The Communists Who Told the World About Suharto’s Crimes

After Indonesian dictator Suharto invaded Timor-Leste in 1975, Australian communists set up an illegal radio station, broadcasting reports from the resistance to the world. Their work exposed atrocities — and Australia’s role in hiding them.

José Ramos-Horta, holding papers, leaves a meeting with Francisco Xavier do Amaral (second from right), then president of East Timor, and other members of FRETILIN in Dili, East Timor, in October 1975. (Ben Tweedie / Corbis via Getty Images)


In September 1974, socialists in Dili founded the Revolutionary Front for the Independence of Timor-Leste, better known as FRETILIN. Against the backdrop of the Cold War, FRETILIN grew from a small group of left-wing intellectuals into East Timor’s main independence party and armed resistance movement.

Remarkably the party survived Portuguese decolonization, a civil war, and a twenty-four-year guerilla struggle against a US-backed Indonesian dictator, General Suharto. In 2001, FRETILIN’s persistence paid off when the party won the first free and fair elections in Timor-Leste.

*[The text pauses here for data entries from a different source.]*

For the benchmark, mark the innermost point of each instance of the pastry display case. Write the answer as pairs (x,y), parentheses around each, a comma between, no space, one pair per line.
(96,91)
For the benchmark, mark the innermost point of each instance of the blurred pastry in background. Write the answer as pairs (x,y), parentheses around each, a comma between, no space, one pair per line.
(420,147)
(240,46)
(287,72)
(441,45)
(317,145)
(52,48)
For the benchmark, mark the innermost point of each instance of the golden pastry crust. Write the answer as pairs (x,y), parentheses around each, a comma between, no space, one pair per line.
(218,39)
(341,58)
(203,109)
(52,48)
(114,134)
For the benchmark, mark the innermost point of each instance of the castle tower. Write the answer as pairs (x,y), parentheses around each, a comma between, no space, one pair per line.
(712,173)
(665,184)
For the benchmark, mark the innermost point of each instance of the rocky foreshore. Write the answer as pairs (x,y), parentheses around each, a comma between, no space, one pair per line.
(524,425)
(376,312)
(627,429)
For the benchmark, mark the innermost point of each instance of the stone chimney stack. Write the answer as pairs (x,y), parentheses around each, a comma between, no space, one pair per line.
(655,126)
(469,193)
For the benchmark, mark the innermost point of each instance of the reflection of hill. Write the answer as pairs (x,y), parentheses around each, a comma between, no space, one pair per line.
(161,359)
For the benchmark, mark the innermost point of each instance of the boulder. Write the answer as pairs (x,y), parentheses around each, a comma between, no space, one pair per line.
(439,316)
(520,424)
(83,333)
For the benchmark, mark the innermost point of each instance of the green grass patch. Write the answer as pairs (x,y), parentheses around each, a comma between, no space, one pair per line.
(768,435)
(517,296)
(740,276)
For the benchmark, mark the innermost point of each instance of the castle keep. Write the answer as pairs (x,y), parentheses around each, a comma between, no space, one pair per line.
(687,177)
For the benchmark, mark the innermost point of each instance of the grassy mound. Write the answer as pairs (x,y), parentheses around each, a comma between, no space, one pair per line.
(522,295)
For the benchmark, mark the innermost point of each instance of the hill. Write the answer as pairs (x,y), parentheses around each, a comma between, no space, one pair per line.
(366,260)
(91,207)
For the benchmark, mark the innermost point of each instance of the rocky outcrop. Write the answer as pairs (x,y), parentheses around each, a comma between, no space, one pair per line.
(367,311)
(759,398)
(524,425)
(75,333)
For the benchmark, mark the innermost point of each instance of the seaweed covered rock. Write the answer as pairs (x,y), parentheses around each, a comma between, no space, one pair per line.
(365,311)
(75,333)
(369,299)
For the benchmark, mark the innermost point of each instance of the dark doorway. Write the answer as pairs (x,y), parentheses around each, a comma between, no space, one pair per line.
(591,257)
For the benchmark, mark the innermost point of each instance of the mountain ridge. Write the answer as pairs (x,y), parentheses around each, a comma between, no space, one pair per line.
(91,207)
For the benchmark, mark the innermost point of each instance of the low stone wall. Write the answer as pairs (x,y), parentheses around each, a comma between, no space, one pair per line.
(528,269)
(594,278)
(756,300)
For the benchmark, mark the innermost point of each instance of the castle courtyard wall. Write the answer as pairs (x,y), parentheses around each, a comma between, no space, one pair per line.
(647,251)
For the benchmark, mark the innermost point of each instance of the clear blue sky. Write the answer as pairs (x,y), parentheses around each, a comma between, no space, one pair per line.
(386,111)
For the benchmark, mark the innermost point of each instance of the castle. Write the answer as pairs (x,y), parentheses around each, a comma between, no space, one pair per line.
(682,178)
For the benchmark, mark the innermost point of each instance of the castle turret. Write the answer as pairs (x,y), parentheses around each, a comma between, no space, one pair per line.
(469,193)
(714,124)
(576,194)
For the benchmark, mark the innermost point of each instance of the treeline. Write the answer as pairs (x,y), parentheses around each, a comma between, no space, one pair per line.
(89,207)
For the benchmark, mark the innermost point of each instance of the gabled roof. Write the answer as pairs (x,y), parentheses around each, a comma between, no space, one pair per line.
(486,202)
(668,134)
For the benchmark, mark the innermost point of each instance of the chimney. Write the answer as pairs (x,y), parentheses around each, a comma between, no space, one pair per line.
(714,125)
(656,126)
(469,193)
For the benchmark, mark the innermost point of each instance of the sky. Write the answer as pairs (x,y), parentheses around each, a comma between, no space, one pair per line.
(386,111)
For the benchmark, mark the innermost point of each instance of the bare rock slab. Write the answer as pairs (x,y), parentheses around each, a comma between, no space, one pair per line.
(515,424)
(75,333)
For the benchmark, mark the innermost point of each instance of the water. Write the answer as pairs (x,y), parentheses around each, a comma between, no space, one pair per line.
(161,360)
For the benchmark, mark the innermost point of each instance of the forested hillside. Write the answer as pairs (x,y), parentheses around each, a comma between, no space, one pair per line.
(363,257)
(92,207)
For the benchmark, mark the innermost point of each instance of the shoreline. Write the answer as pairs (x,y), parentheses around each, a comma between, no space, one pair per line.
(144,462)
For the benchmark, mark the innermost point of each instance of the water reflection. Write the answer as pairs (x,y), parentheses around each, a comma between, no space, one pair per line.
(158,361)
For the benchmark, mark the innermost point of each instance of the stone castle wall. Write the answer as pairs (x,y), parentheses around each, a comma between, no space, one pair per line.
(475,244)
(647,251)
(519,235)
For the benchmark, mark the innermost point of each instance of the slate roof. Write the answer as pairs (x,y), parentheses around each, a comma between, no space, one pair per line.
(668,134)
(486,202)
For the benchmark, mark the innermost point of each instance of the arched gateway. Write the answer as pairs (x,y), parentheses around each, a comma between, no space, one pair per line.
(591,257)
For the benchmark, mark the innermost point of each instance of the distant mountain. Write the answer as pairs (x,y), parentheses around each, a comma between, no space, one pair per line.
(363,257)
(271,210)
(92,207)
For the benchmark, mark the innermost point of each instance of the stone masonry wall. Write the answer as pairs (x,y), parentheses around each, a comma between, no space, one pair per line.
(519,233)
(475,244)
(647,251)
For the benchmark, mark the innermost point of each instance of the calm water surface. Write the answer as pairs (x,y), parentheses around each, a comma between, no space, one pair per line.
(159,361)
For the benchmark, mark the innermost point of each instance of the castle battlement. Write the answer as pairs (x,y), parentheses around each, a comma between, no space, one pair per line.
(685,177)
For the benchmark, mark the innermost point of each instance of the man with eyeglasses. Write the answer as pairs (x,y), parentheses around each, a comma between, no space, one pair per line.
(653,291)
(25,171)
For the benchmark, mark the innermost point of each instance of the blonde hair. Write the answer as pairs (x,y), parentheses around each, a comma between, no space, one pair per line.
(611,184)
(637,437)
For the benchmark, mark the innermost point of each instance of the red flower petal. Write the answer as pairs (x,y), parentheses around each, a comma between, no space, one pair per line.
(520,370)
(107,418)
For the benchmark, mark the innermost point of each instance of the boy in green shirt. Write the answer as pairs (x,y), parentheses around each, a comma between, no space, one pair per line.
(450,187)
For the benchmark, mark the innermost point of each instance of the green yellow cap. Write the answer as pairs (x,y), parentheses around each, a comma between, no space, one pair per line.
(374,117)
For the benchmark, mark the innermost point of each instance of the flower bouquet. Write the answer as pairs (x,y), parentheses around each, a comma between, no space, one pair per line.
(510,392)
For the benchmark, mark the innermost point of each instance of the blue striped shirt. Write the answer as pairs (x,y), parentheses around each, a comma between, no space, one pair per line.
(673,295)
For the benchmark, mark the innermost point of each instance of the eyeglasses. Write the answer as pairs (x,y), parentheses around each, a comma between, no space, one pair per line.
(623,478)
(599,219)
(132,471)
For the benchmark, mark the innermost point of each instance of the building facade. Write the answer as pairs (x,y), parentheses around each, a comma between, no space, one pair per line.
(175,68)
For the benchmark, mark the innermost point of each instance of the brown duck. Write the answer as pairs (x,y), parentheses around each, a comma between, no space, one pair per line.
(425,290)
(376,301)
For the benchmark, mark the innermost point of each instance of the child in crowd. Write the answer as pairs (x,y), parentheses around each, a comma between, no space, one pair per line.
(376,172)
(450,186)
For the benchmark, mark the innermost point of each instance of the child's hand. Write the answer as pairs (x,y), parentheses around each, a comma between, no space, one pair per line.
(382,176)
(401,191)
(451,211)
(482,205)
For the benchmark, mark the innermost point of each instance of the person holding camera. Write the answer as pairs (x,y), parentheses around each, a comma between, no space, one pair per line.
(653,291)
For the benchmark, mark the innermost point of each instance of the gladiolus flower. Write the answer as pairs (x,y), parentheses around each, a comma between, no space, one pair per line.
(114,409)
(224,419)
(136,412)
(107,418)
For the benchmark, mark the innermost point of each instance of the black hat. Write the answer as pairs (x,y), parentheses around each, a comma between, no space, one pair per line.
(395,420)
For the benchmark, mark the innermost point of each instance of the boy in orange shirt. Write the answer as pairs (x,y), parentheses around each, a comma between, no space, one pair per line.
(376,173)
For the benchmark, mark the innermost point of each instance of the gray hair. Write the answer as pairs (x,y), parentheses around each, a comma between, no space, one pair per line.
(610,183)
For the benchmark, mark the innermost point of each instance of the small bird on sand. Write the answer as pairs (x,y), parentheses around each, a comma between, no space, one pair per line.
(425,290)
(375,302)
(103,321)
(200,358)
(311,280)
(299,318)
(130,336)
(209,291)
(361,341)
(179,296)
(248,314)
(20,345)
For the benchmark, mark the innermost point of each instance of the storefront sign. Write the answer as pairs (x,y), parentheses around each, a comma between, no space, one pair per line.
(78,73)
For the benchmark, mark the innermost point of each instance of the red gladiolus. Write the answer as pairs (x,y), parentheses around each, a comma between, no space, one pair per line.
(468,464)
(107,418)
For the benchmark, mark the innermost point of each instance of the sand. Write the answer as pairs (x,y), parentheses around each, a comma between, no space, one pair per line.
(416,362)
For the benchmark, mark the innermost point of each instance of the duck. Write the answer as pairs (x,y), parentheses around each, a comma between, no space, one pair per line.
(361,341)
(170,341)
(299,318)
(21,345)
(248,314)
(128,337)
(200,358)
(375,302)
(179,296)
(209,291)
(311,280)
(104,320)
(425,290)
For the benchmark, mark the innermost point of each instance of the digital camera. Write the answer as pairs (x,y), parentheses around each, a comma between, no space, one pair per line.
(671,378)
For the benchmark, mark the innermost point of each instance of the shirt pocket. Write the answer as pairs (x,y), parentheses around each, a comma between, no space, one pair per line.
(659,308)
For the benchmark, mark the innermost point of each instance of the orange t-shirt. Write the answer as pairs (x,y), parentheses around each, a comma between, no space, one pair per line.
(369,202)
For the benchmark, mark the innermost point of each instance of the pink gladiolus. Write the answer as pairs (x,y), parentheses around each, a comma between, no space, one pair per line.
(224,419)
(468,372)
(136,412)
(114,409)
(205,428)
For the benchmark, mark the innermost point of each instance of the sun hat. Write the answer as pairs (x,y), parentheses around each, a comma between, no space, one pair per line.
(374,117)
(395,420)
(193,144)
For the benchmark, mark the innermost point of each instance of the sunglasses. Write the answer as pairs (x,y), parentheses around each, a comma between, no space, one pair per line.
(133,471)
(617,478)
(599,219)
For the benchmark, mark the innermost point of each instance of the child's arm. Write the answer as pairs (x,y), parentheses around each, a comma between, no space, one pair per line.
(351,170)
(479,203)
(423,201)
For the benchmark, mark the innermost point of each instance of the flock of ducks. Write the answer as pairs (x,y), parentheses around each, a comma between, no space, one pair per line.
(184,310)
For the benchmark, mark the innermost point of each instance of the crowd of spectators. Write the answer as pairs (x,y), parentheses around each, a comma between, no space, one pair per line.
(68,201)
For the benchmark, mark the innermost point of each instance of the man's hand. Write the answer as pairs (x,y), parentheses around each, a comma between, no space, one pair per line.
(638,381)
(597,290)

Crucial to their victory were efforts led by members of the Communist Party of Australia (CPA) to establish and maintain an illegal radio network linking Timor-Leste with the outside world. Known as Radio Maubere, it broadcast from remote areas of Australia’s Northern Territory (NT), a sparsely populated area twice the size of Texas. Between 1975 and 1978, Communists relayed coded messages between FRETILIN fighters, exiled party leaders, and overseas journalists. Their efforts inaugurated the decades-long fight against Indonesian occupation.